PUC members have held several public hearings on the rate increase in recent days. Dozens of consumers rose at each occasion to criticize higher rates and call for public ownership of generating facilities in the state.


Lynch waited until all comments had been made yesterday before announcing that a vote would be postponed until today. She blamed the delay on “procedural issues” and said extra time was needed “so the commissioners can fully evaluate revisions.”

Outside the meeting hall, consumer activists derided the PUC for what they said was an attempt to take up the question of rate increases behind closed doors.

“They don’t have the nerve to say all this in front of a room full of people,” said TURN’s Florio.

But business leaders were hopeful that the delayed vote means their pleas for rate relief were heard by California officials.

Opposition to the rate plan has been voiced by nearly a dozen business groups, including the Small Business Association and the Agricultural Energy Consumers Association.

Carl Guardino, president of the Silicon Valley Manufacturing Group, said in an interview that commercial and industrial power users believe they were being asked to shoulder about 80 percent of the rate increase, although they account for 65 percent of statewide power usage.

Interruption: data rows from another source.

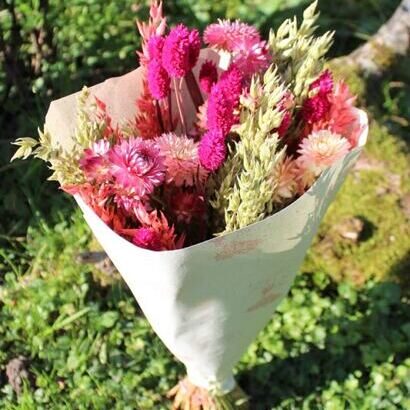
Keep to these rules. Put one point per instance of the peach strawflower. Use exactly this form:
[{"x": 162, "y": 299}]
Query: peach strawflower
[
  {"x": 137, "y": 166},
  {"x": 319, "y": 151},
  {"x": 249, "y": 52},
  {"x": 181, "y": 160}
]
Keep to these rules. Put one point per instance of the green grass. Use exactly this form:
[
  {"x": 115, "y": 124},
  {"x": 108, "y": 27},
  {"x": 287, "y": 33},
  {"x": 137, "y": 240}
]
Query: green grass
[{"x": 340, "y": 340}]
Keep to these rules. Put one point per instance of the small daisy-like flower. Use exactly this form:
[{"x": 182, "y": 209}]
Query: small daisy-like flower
[
  {"x": 181, "y": 160},
  {"x": 208, "y": 75},
  {"x": 315, "y": 108},
  {"x": 319, "y": 151},
  {"x": 181, "y": 51},
  {"x": 155, "y": 46},
  {"x": 137, "y": 165},
  {"x": 157, "y": 222},
  {"x": 212, "y": 150}
]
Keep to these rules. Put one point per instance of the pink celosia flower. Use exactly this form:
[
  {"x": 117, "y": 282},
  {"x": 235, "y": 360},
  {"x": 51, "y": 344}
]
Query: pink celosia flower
[
  {"x": 212, "y": 149},
  {"x": 155, "y": 46},
  {"x": 186, "y": 206},
  {"x": 223, "y": 101},
  {"x": 110, "y": 132},
  {"x": 181, "y": 160},
  {"x": 155, "y": 27},
  {"x": 232, "y": 79},
  {"x": 158, "y": 80},
  {"x": 158, "y": 222},
  {"x": 316, "y": 108},
  {"x": 147, "y": 238},
  {"x": 285, "y": 124},
  {"x": 343, "y": 117},
  {"x": 208, "y": 76},
  {"x": 146, "y": 123},
  {"x": 181, "y": 51},
  {"x": 228, "y": 36},
  {"x": 94, "y": 162},
  {"x": 137, "y": 164},
  {"x": 285, "y": 178},
  {"x": 252, "y": 57},
  {"x": 319, "y": 151}
]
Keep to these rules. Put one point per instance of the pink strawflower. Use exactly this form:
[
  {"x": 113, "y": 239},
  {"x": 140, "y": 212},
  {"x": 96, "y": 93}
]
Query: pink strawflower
[
  {"x": 212, "y": 149},
  {"x": 158, "y": 223},
  {"x": 145, "y": 123},
  {"x": 181, "y": 160},
  {"x": 181, "y": 51},
  {"x": 147, "y": 238},
  {"x": 137, "y": 165},
  {"x": 155, "y": 46},
  {"x": 229, "y": 36},
  {"x": 223, "y": 101},
  {"x": 208, "y": 76},
  {"x": 285, "y": 180},
  {"x": 317, "y": 107},
  {"x": 94, "y": 161},
  {"x": 158, "y": 80},
  {"x": 319, "y": 151}
]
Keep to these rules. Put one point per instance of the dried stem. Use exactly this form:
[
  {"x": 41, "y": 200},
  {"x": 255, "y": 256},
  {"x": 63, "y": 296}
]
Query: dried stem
[
  {"x": 177, "y": 91},
  {"x": 159, "y": 116}
]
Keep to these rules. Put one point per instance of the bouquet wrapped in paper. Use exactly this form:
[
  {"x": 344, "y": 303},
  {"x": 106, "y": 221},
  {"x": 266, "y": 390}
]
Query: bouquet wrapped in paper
[{"x": 204, "y": 175}]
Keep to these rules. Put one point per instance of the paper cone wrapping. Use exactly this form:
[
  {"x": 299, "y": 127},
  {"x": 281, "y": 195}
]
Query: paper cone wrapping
[{"x": 208, "y": 302}]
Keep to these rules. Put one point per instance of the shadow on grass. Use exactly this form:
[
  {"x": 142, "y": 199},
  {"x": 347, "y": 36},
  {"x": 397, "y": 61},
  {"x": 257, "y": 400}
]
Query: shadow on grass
[{"x": 352, "y": 346}]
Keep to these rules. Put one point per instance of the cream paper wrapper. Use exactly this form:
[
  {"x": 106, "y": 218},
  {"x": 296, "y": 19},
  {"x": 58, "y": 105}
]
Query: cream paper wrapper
[{"x": 209, "y": 301}]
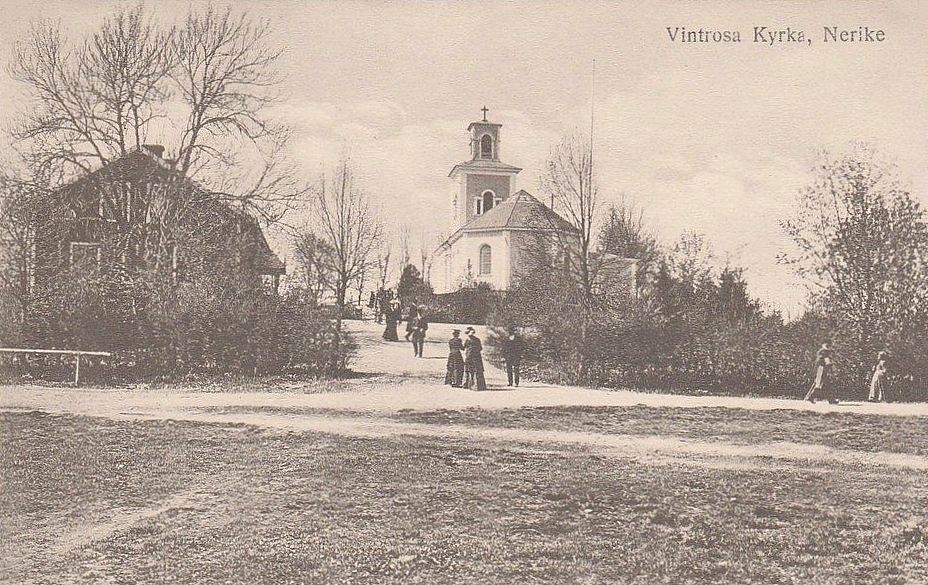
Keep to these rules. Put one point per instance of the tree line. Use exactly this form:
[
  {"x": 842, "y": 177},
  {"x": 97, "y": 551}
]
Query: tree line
[{"x": 861, "y": 242}]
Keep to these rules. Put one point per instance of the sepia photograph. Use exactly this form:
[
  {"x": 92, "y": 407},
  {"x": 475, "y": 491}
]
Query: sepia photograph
[{"x": 463, "y": 292}]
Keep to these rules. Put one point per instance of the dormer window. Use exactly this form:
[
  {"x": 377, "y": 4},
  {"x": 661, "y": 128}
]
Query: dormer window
[{"x": 486, "y": 146}]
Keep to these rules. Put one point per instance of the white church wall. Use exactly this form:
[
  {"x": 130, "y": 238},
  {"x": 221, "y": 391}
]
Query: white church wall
[{"x": 465, "y": 258}]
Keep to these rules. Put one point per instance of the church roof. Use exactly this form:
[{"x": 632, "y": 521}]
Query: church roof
[
  {"x": 484, "y": 165},
  {"x": 520, "y": 212}
]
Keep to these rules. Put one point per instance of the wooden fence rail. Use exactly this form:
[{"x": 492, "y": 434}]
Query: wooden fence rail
[{"x": 76, "y": 353}]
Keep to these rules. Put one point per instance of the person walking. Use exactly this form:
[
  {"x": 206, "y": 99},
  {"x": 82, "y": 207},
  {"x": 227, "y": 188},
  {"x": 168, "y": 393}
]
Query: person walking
[
  {"x": 411, "y": 321},
  {"x": 418, "y": 334},
  {"x": 454, "y": 373},
  {"x": 513, "y": 348},
  {"x": 473, "y": 361},
  {"x": 375, "y": 307},
  {"x": 878, "y": 381},
  {"x": 824, "y": 375},
  {"x": 392, "y": 317}
]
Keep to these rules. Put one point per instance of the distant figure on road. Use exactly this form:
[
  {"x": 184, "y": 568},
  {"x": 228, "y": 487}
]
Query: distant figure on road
[
  {"x": 473, "y": 361},
  {"x": 878, "y": 381},
  {"x": 454, "y": 375},
  {"x": 824, "y": 375},
  {"x": 418, "y": 333},
  {"x": 411, "y": 320},
  {"x": 374, "y": 305},
  {"x": 392, "y": 317},
  {"x": 513, "y": 348}
]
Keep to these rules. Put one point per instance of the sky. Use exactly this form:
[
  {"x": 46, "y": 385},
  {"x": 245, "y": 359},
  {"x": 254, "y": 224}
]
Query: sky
[{"x": 716, "y": 138}]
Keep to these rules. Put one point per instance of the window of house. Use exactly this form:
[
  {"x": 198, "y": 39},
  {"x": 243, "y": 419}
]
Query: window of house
[
  {"x": 486, "y": 260},
  {"x": 84, "y": 253},
  {"x": 486, "y": 146},
  {"x": 489, "y": 198}
]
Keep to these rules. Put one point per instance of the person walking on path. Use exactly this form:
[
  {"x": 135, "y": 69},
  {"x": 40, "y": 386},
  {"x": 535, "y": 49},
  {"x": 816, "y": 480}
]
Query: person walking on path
[
  {"x": 513, "y": 348},
  {"x": 878, "y": 381},
  {"x": 418, "y": 334},
  {"x": 411, "y": 320},
  {"x": 473, "y": 361},
  {"x": 454, "y": 374},
  {"x": 824, "y": 375},
  {"x": 392, "y": 317}
]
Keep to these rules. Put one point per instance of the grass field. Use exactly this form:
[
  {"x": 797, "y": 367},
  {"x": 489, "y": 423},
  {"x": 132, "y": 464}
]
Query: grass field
[{"x": 87, "y": 500}]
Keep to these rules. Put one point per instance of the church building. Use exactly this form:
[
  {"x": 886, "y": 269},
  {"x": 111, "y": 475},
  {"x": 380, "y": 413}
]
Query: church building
[{"x": 493, "y": 224}]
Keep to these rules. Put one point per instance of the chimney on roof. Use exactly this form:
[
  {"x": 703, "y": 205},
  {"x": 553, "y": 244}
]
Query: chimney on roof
[{"x": 155, "y": 149}]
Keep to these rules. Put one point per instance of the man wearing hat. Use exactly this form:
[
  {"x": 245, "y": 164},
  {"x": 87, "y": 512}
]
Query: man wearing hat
[
  {"x": 473, "y": 361},
  {"x": 454, "y": 375}
]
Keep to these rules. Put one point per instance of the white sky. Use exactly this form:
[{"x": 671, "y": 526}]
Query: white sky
[{"x": 716, "y": 138}]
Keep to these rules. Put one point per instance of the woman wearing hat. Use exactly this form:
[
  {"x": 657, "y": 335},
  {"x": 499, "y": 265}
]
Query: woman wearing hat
[
  {"x": 473, "y": 361},
  {"x": 454, "y": 376},
  {"x": 878, "y": 381},
  {"x": 392, "y": 317}
]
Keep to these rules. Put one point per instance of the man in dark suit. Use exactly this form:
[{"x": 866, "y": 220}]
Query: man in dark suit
[
  {"x": 418, "y": 334},
  {"x": 513, "y": 349}
]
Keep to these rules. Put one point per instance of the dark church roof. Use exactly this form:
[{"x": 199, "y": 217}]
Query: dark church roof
[
  {"x": 484, "y": 165},
  {"x": 520, "y": 212}
]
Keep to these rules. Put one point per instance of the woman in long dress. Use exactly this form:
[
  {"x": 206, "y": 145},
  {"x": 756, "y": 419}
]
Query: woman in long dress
[
  {"x": 454, "y": 375},
  {"x": 392, "y": 317},
  {"x": 878, "y": 381},
  {"x": 473, "y": 361}
]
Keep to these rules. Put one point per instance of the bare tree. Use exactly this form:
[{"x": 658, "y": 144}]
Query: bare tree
[
  {"x": 344, "y": 219},
  {"x": 224, "y": 69},
  {"x": 93, "y": 102},
  {"x": 211, "y": 78},
  {"x": 862, "y": 244},
  {"x": 314, "y": 261},
  {"x": 383, "y": 264},
  {"x": 570, "y": 184},
  {"x": 17, "y": 233}
]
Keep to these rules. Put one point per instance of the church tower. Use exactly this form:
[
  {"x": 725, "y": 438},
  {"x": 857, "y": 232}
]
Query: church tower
[{"x": 484, "y": 181}]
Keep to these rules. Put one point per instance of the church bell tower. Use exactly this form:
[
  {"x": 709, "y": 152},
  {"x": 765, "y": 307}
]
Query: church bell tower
[{"x": 484, "y": 181}]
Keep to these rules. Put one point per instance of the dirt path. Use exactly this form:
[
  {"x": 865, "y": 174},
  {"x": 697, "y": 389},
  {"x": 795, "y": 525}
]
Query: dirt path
[{"x": 401, "y": 381}]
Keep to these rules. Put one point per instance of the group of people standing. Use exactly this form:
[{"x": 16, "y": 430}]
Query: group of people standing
[
  {"x": 465, "y": 360},
  {"x": 417, "y": 324},
  {"x": 824, "y": 386}
]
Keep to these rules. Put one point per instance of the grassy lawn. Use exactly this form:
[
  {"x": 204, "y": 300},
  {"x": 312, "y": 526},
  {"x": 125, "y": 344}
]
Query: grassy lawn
[{"x": 95, "y": 501}]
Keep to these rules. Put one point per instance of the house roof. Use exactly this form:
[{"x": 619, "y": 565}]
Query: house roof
[
  {"x": 266, "y": 260},
  {"x": 521, "y": 211},
  {"x": 484, "y": 165}
]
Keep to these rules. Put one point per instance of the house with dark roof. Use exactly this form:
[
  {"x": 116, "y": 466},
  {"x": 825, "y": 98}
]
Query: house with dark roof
[{"x": 138, "y": 213}]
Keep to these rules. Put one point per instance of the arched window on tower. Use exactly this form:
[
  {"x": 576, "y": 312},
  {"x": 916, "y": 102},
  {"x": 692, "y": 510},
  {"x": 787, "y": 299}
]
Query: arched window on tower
[
  {"x": 486, "y": 260},
  {"x": 489, "y": 200},
  {"x": 486, "y": 146}
]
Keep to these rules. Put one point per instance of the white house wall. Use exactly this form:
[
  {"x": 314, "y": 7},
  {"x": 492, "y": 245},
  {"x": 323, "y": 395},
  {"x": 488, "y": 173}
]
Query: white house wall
[{"x": 454, "y": 263}]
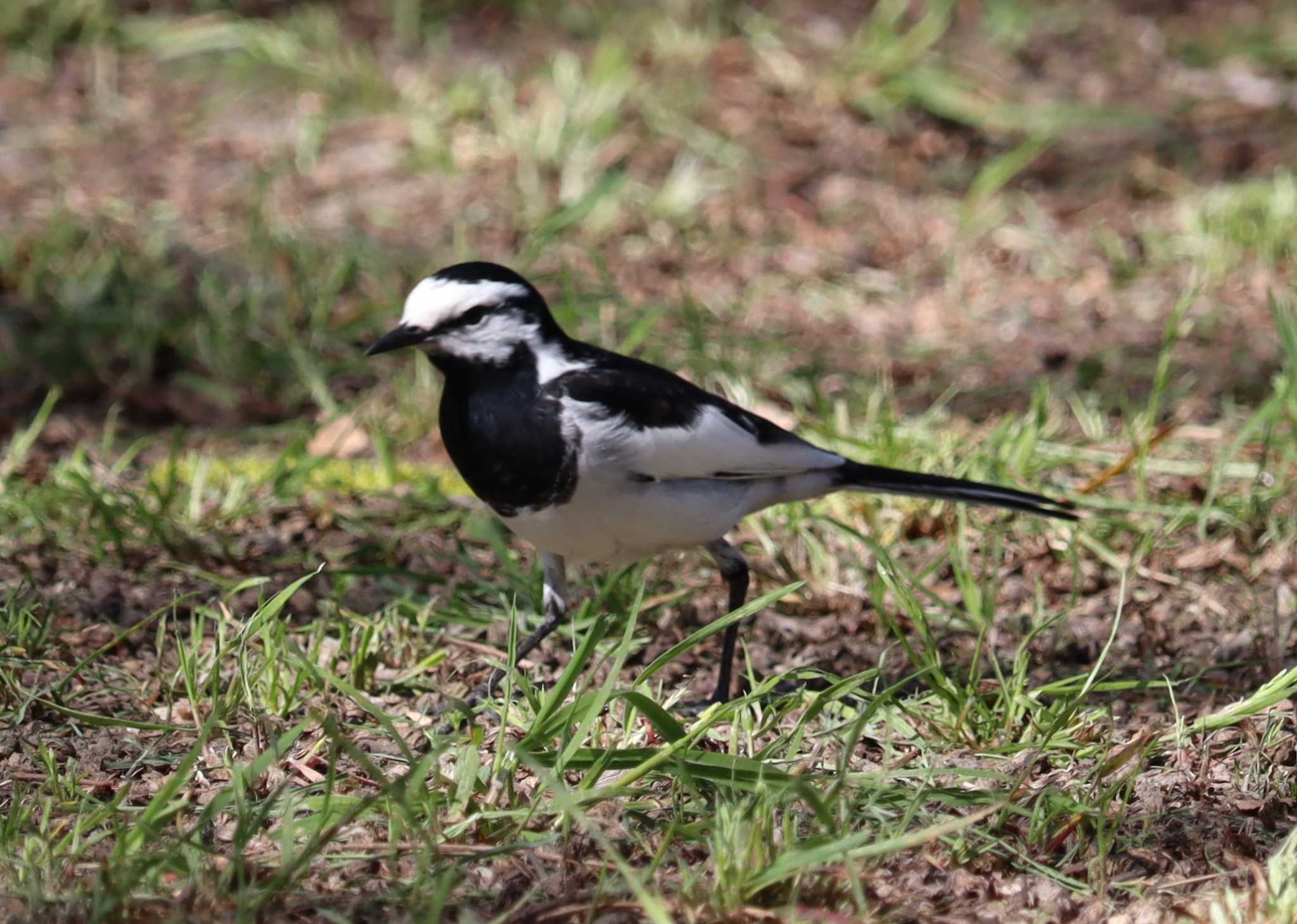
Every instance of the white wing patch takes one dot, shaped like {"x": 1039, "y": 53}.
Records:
{"x": 714, "y": 446}
{"x": 435, "y": 300}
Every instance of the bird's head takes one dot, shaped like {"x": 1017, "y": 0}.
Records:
{"x": 471, "y": 314}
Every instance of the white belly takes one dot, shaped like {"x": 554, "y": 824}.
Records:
{"x": 620, "y": 521}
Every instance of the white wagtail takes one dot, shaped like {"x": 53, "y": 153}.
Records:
{"x": 595, "y": 456}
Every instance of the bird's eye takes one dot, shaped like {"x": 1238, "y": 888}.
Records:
{"x": 474, "y": 315}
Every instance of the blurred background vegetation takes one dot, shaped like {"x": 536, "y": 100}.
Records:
{"x": 1044, "y": 243}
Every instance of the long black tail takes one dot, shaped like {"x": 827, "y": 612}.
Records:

“We need a rate increase,” he said. “We are willing to pay our share. But let’s make it an increase that’s fair and proportional to use.”

Harvey Rosenfield, head of the Foundation for Taxpayer and Consumer Rights in Santa Monica, scoffed at this reasoning.

“It was the large industrial users who demanded deregulation in the first place,” he said. “They should be forced to bear the burden of it, not innocent ratepayers.”

In any case, if the PUC bows to pressure for lower industrial rate increases, it will be residential customers who will make up the difference.

Steve Maviglio, a spokesman for the governor, said Davis is “adamantly opposed” to expanding the number of residential customers who would be exposed to higher rates.

Under the current plan, residential customers who can stay within 130 percent of predetermined limits — about half of all consumers — would be exempt from rate increases.

Maviglio said the governor instead would favor raising even higher the increases for residential customers if business users succeed in avoiding large-scale rate increases.

This means the average residential power bill could rise by more than 20 percent today — on top of an average 10 percent increase adopted in January.

Because of scheduling conflicts, three of the five PUC members will be forced to vote today by telephone. Only Brown and Wood are expected to be in the meeting hall.